For the past several years, the Grassroot Institute of Hawaii has urged Hawaii lawmakers to cut taxes. With a surplus of more than $10 billion expected over the next four years, Hawaii can afford it. Tax cuts would put money back in people’s wallets, reduce the cost of living and spur economic growth.
If the governor’s GAP plan were based around tax cuts, there wouldn’t be enough space on this page to contain all of my praise. But his plan is mostly about tax credits.
What’s wrong with tax credits?
Politically, they are a gold mine. They can target specific groups, they sound great on paper, and they feel like a bargain for taxpayers. Who doesn’t like to get money back?
Gov. Green’s tax plan has tax credits galore — for food, low-income renters, child and dependent care, and teachers who buy supplies for their classrooms with their own money. It also would expand the earned income tax credit.

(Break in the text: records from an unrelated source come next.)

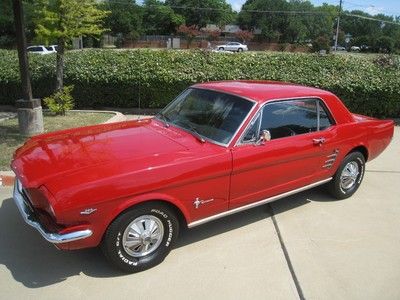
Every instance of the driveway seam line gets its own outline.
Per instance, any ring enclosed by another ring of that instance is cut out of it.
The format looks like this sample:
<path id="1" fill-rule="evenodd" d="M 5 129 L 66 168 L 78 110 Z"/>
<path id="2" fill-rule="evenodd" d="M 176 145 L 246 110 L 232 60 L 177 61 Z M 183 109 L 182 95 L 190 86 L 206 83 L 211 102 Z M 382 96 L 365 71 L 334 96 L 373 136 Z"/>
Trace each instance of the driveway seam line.
<path id="1" fill-rule="evenodd" d="M 385 171 L 385 170 L 365 170 L 368 173 L 392 173 L 392 174 L 399 174 L 400 171 Z"/>
<path id="2" fill-rule="evenodd" d="M 274 209 L 272 208 L 271 203 L 268 203 L 268 210 L 269 210 L 269 214 L 271 215 L 272 223 L 274 225 L 275 232 L 276 232 L 276 234 L 278 236 L 279 243 L 281 245 L 281 249 L 282 249 L 283 255 L 284 255 L 285 260 L 286 260 L 286 264 L 287 264 L 287 266 L 289 268 L 290 275 L 292 276 L 292 280 L 294 282 L 294 285 L 296 286 L 296 291 L 297 291 L 297 294 L 299 296 L 299 299 L 300 300 L 305 300 L 305 297 L 304 297 L 304 294 L 303 294 L 303 290 L 301 289 L 300 282 L 299 282 L 299 280 L 298 280 L 298 278 L 296 276 L 296 272 L 294 271 L 292 261 L 290 260 L 289 252 L 287 251 L 285 242 L 284 242 L 284 240 L 282 238 L 282 234 L 281 234 L 281 231 L 279 229 L 278 222 L 276 221 Z"/>

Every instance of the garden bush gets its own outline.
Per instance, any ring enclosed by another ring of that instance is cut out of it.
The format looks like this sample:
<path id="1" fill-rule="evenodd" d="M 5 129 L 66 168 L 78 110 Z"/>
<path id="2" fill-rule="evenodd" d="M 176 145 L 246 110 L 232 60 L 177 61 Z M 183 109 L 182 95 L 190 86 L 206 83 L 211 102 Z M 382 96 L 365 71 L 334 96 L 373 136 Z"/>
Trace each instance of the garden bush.
<path id="1" fill-rule="evenodd" d="M 30 55 L 33 94 L 54 92 L 55 55 Z M 353 112 L 400 115 L 400 67 L 374 56 L 305 53 L 213 53 L 201 50 L 84 50 L 65 57 L 65 84 L 75 106 L 160 108 L 196 82 L 267 79 L 310 85 L 337 94 Z M 0 104 L 21 97 L 15 51 L 0 50 Z"/>
<path id="2" fill-rule="evenodd" d="M 43 99 L 43 102 L 47 105 L 51 112 L 56 115 L 65 116 L 68 110 L 74 108 L 74 98 L 71 96 L 71 92 L 74 89 L 73 85 L 64 86 L 62 89 L 57 90 L 54 94 Z"/>

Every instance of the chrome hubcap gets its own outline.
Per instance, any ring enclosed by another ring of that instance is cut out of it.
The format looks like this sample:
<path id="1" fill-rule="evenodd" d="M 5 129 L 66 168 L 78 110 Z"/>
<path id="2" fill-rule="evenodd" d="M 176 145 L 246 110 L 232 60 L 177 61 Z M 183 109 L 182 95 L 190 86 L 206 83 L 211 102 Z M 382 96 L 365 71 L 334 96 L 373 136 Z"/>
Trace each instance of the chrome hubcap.
<path id="1" fill-rule="evenodd" d="M 152 215 L 144 215 L 133 220 L 125 229 L 122 245 L 126 253 L 142 257 L 154 252 L 164 236 L 164 225 Z"/>
<path id="2" fill-rule="evenodd" d="M 358 164 L 355 161 L 349 162 L 340 175 L 340 187 L 343 190 L 352 188 L 356 184 L 358 174 L 360 174 Z"/>

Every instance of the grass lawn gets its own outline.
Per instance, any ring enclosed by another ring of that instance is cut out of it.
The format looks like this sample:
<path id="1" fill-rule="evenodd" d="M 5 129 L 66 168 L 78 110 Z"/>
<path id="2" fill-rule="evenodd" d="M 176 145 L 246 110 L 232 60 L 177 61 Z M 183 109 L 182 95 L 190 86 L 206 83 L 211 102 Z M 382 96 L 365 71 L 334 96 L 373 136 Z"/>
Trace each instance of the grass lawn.
<path id="1" fill-rule="evenodd" d="M 44 112 L 45 132 L 72 127 L 93 125 L 107 121 L 113 114 L 67 112 L 67 115 L 54 116 Z M 15 149 L 21 146 L 26 137 L 18 133 L 18 119 L 0 121 L 0 171 L 10 170 L 10 162 Z"/>

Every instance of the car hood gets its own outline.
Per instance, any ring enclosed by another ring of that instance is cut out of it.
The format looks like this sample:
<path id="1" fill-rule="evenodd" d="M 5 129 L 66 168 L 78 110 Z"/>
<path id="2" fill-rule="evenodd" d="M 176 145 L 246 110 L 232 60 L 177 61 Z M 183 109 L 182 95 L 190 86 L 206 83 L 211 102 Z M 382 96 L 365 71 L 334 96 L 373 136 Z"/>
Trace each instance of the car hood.
<path id="1" fill-rule="evenodd" d="M 11 164 L 25 187 L 37 187 L 96 165 L 118 164 L 149 155 L 184 151 L 182 143 L 151 119 L 53 132 L 29 139 Z"/>

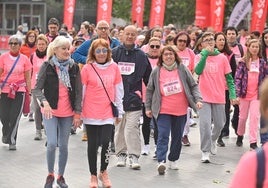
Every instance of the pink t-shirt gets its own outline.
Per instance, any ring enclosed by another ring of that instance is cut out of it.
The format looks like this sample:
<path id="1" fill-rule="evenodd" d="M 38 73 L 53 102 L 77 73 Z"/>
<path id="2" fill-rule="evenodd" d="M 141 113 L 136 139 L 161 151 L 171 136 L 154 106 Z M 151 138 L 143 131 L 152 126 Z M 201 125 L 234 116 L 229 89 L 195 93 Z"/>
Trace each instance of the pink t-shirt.
<path id="1" fill-rule="evenodd" d="M 43 58 L 39 58 L 39 57 L 37 57 L 36 53 L 33 54 L 33 59 L 32 59 L 33 72 L 32 72 L 32 79 L 31 79 L 31 87 L 32 87 L 32 89 L 34 89 L 34 86 L 36 84 L 36 79 L 37 79 L 38 72 L 40 70 L 41 65 L 44 63 L 45 60 L 46 60 L 46 56 L 43 57 Z"/>
<path id="2" fill-rule="evenodd" d="M 17 57 L 11 56 L 9 52 L 6 52 L 0 56 L 0 69 L 3 69 L 3 73 L 0 77 L 1 83 L 7 77 L 16 59 Z M 20 81 L 25 82 L 24 74 L 26 71 L 31 70 L 31 68 L 32 68 L 32 64 L 29 58 L 23 54 L 20 54 L 20 59 L 18 60 L 11 75 L 9 76 L 4 88 L 2 89 L 2 93 L 9 93 L 10 91 L 9 85 L 12 83 L 17 83 Z M 17 91 L 25 92 L 26 91 L 25 86 L 19 87 Z"/>
<path id="3" fill-rule="evenodd" d="M 152 69 L 154 69 L 156 67 L 157 62 L 158 62 L 158 58 L 157 59 L 148 58 L 148 59 L 149 59 L 149 62 L 152 66 Z M 146 98 L 146 86 L 142 82 L 142 102 L 145 102 L 145 100 L 146 100 L 145 98 Z"/>
<path id="4" fill-rule="evenodd" d="M 263 187 L 268 187 L 268 144 L 263 146 L 265 153 L 265 179 Z M 256 151 L 247 152 L 240 159 L 229 188 L 254 188 L 257 183 L 257 155 Z"/>
<path id="5" fill-rule="evenodd" d="M 196 56 L 199 62 L 201 55 Z M 199 88 L 204 102 L 225 104 L 225 75 L 231 73 L 225 55 L 208 56 L 203 73 L 199 76 Z"/>
<path id="6" fill-rule="evenodd" d="M 259 67 L 259 59 L 250 63 L 247 94 L 244 98 L 245 100 L 255 100 L 258 98 Z"/>
<path id="7" fill-rule="evenodd" d="M 189 103 L 178 70 L 168 71 L 161 68 L 159 82 L 162 98 L 160 113 L 175 116 L 185 115 Z"/>
<path id="8" fill-rule="evenodd" d="M 74 115 L 68 89 L 61 80 L 59 80 L 58 108 L 52 110 L 52 114 L 57 117 L 69 117 Z"/>
<path id="9" fill-rule="evenodd" d="M 56 67 L 56 71 L 59 74 L 59 68 Z M 44 113 L 44 108 L 41 108 L 41 112 Z M 57 109 L 52 109 L 52 115 L 56 117 L 69 117 L 74 115 L 72 105 L 69 97 L 68 88 L 59 80 L 59 100 Z"/>
<path id="10" fill-rule="evenodd" d="M 178 55 L 181 58 L 182 63 L 190 70 L 190 72 L 193 72 L 195 59 L 193 50 L 190 48 L 185 48 L 183 51 L 179 50 Z"/>
<path id="11" fill-rule="evenodd" d="M 247 48 L 243 45 L 242 45 L 242 48 L 243 48 L 244 55 L 245 55 L 247 52 Z M 235 55 L 236 63 L 238 63 L 242 59 L 238 45 L 236 45 L 235 47 L 230 47 L 230 49 L 232 50 L 232 52 Z"/>
<path id="12" fill-rule="evenodd" d="M 122 77 L 116 63 L 112 62 L 106 67 L 99 67 L 93 63 L 105 85 L 105 88 L 112 101 L 115 99 L 115 85 L 122 82 Z M 109 98 L 105 93 L 100 78 L 92 68 L 86 64 L 81 71 L 82 84 L 85 87 L 82 102 L 82 118 L 108 119 L 112 118 L 112 109 Z"/>

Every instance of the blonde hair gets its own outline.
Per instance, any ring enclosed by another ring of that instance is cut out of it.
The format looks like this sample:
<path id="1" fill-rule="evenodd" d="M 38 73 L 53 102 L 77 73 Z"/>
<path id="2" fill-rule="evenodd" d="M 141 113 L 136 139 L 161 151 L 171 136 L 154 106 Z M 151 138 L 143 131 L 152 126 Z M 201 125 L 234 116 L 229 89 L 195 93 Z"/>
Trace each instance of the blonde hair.
<path id="1" fill-rule="evenodd" d="M 248 48 L 250 47 L 250 45 L 252 45 L 253 43 L 258 43 L 259 45 L 259 52 L 258 52 L 258 57 L 261 57 L 261 43 L 258 39 L 251 39 L 248 41 Z M 246 63 L 247 68 L 250 69 L 250 59 L 252 58 L 252 54 L 250 53 L 250 51 L 247 49 L 246 54 L 243 57 L 243 61 Z"/>
<path id="2" fill-rule="evenodd" d="M 40 34 L 40 35 L 38 35 L 37 38 L 36 38 L 36 42 L 37 42 L 38 40 L 43 40 L 43 41 L 46 42 L 46 44 L 49 43 L 48 40 L 47 40 L 46 35 L 44 35 L 44 34 Z"/>
<path id="3" fill-rule="evenodd" d="M 47 47 L 47 58 L 50 59 L 54 55 L 55 48 L 60 46 L 71 46 L 71 42 L 65 36 L 57 36 Z"/>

It all sounds wonderfully generous, but credits involve a lot of paperwork — something not everybody is good at — and just like that promise from your cousin to pay you back the $20 he owes you next month, $20 today won’t be the same as $20 up to a year from now when the next tax season rolls around.
Probably the worst part about tax credits is that lawmakers often like to offset them with tax increases. It is one thing to create tax cuts and credits as part of a broader plan that includes smart, responsible budgeting. It is another to offer tax breaks with one hand while increasing taxes with the other.
Fortunately, Gov. Green has not said anything about increasing taxes. Nevertheless, Hawaii taxpayers should remain alert to the possibility.
The only actual tax cuts in the governor’s plan, if you could call them that, would involve increasing the state’s income tax deductions and exemptions. Together, these two changes would save Hawaii taxpayers about $162 million in 2024. That is a welcome move.
Also welcome is the governor’s proposal to peg the standard deduction, personal exemption and the state’s many income tax brackets to inflation, which means lower-income earners won’t get pushed into higher tax brackets. This would save taxpayers about about $26 million in 2024 and is a terrific idea.
So overall, there is a lot to like about Gov. Green’s GAP plan. Any tax plan that saves Hawaii residents money has to be a good thing — in fact, a great thing!
In the future, however, efforts to reduce Hawaii’s tax burden would have more impact if they focused less on tax credits and more on straight up tax cuts — either by eliminating certain taxes or through lower tax rates.
Keli‘i Akina is president and CEO of Grassroot Institute of Hawaii.